There’s something wryly amusing that the Inquirer follows the Associated Press stylebook change, in which the AP noted that they would capitalize “black” in reference to race, but not “white,” and in this case, the writers capitalized “black” but not “brown”. As per our stylebook, we do not capitalize ‘colors’ when referring to race.

This is the real reason “anti-gun Americans joined the wave of new gun owners”: because the incredible surge in homicides has occurred in their neighborhoods! The very people they politically support are the ones among whom the surge in violence has occurred.
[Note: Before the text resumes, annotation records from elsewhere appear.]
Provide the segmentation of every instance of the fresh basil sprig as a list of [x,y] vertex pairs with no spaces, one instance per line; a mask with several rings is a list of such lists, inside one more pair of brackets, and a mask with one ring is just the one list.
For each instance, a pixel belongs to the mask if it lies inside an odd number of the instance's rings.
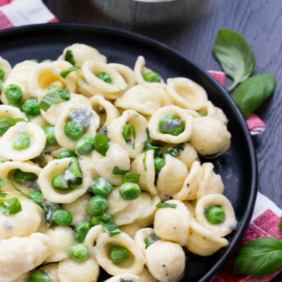
[[165,202],[160,202],[156,205],[156,207],[158,209],[163,208],[172,208],[173,209],[175,209],[176,206],[177,205],[176,204],[170,204],[169,203],[166,203]]
[[10,214],[15,214],[22,211],[22,205],[17,198],[14,197],[7,200],[0,200],[0,212],[8,216]]
[[49,86],[39,106],[46,112],[53,104],[67,101],[70,99],[69,89],[61,89],[57,86]]
[[125,182],[131,182],[132,183],[138,183],[140,179],[140,174],[127,174],[124,178],[124,183]]
[[240,250],[232,267],[234,274],[268,274],[282,268],[282,241],[259,238],[248,242]]
[[272,73],[254,75],[243,82],[232,97],[245,118],[272,94],[276,86]]
[[119,169],[118,167],[114,167],[113,169],[113,174],[115,175],[125,175],[128,172],[129,172],[129,170]]
[[240,34],[232,30],[218,30],[213,51],[224,72],[233,80],[229,91],[248,78],[254,71],[255,59],[252,49]]

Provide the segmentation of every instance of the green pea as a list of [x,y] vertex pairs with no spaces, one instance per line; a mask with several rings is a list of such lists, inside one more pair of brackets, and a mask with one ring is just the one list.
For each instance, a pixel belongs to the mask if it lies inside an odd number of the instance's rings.
[[91,225],[87,221],[82,221],[75,226],[73,229],[73,235],[77,241],[84,241],[86,234],[91,228]]
[[111,76],[107,73],[107,72],[99,72],[98,74],[96,75],[97,77],[98,78],[100,78],[100,79],[103,80],[105,82],[106,82],[107,83],[111,83],[113,81],[112,80],[112,78],[111,78]]
[[154,159],[154,164],[155,164],[155,172],[156,175],[157,175],[160,170],[164,167],[164,166],[166,164],[165,159],[162,157],[155,157]]
[[100,215],[91,215],[90,216],[90,224],[92,226],[99,225],[100,224],[100,222],[103,219],[104,214],[105,214],[103,213]]
[[127,258],[128,251],[124,247],[115,246],[110,250],[109,255],[114,264],[120,264]]
[[69,254],[71,258],[76,261],[83,261],[90,257],[87,246],[83,243],[72,246],[69,249]]
[[79,155],[89,155],[94,149],[95,140],[91,137],[82,137],[76,143],[76,151]]
[[30,137],[25,133],[18,133],[12,142],[12,147],[18,151],[27,149],[30,146]]
[[52,178],[52,186],[60,192],[65,192],[70,190],[67,181],[65,179],[65,175],[63,173],[56,174]]
[[56,225],[68,226],[72,221],[72,215],[69,211],[62,209],[54,210],[52,215],[52,220]]
[[138,184],[132,182],[126,182],[119,186],[119,194],[125,200],[137,199],[141,195],[141,189]]
[[5,76],[5,71],[2,68],[0,68],[0,79],[1,80],[3,80]]
[[162,80],[160,75],[157,72],[153,71],[146,72],[143,75],[143,78],[147,82],[160,82]]
[[58,159],[61,159],[61,158],[65,158],[65,157],[76,157],[76,154],[74,152],[72,151],[70,151],[69,150],[66,150],[66,151],[63,151],[61,152],[59,155],[58,156]]
[[28,282],[50,282],[50,276],[43,270],[33,270],[28,276]]
[[220,206],[209,208],[205,212],[207,219],[213,224],[222,223],[225,220],[225,212]]
[[87,205],[87,210],[92,215],[100,215],[105,211],[108,201],[102,196],[92,197]]
[[92,185],[92,191],[95,195],[107,196],[113,191],[113,185],[102,177],[96,178]]
[[15,84],[9,84],[5,89],[4,94],[10,103],[17,104],[23,98],[21,88]]
[[39,206],[41,206],[43,203],[43,194],[40,191],[33,191],[28,195],[28,197]]
[[36,98],[27,100],[22,107],[22,110],[27,115],[35,116],[40,114],[39,103]]
[[174,115],[167,114],[159,120],[158,128],[163,133],[177,136],[183,132],[185,126],[182,120]]
[[24,184],[29,180],[33,180],[37,178],[37,175],[33,172],[23,171],[17,169],[14,172],[14,180],[19,184]]
[[74,122],[70,120],[64,128],[65,134],[72,140],[78,140],[84,132],[84,128],[77,125]]
[[49,125],[45,127],[44,132],[47,136],[46,144],[47,145],[57,145],[58,142],[55,137],[55,127],[53,125]]

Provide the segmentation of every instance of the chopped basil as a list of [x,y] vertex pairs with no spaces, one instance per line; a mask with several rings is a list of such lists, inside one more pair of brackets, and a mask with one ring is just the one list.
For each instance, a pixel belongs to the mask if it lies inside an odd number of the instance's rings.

A lot of the city statistics released do not include the race of victims and known killers, but St Louis, our highest homicide rate city, does. According to the report dated July 11th, out of 99 homicide victims thus far, 92 (74 males and 18 females) were black. In a city that is not quite half black, 46.41% black to be more precise, 92.9% of the homicide victims are black. More, of the 42 identified suspects of those 92 murders, 41 are black, and the other is listed as ‘unknown.’

So, how dangerous is it to live in St Louis? Using the figures from the St Louis Police Department, I created the chart above. Taking the population of St Louis, 294,890, adjusting it for race and sex by percentages of the population, dividing the number of homicides by 191, for the number of days so far in the year (up to July 10th), then multiplying that number by 365, I arrived at projected homicides for 2021. Taking those numbers, dividing by population, and then by 100,000, I got the anticipated homicide rate per 100,000 population, the way figures are normally reported. If you are a white male, you are facing a homicide rate of 8.26 per 100,000 population; white women are looking at a homicide rate of 5.73.

But if you are black? Black women are facing a homicide rate of 46.62 per 100,000, while black males have the number 204.25 per 100,000 population staring them dead in the eye!

If the problem were just that there are too many guns, why is there such a discrepancy between the murder rates between whites and blacks, in the same city? That’s the question which nobody will ask, because nobody is willing to look at the answer.

Yes, I know: some people say that math is racist, but math just is. And if you are unwilling to look at the facts, without excluding things because you don’t look at where certain evidence might lead, you will never get the right answers.

The answer is simple: there is something in the urban black culture which teaches too many of its children that it’s perfectly acceptable to go out and shoot other people. Maybe why that is ought to be the question people should ask.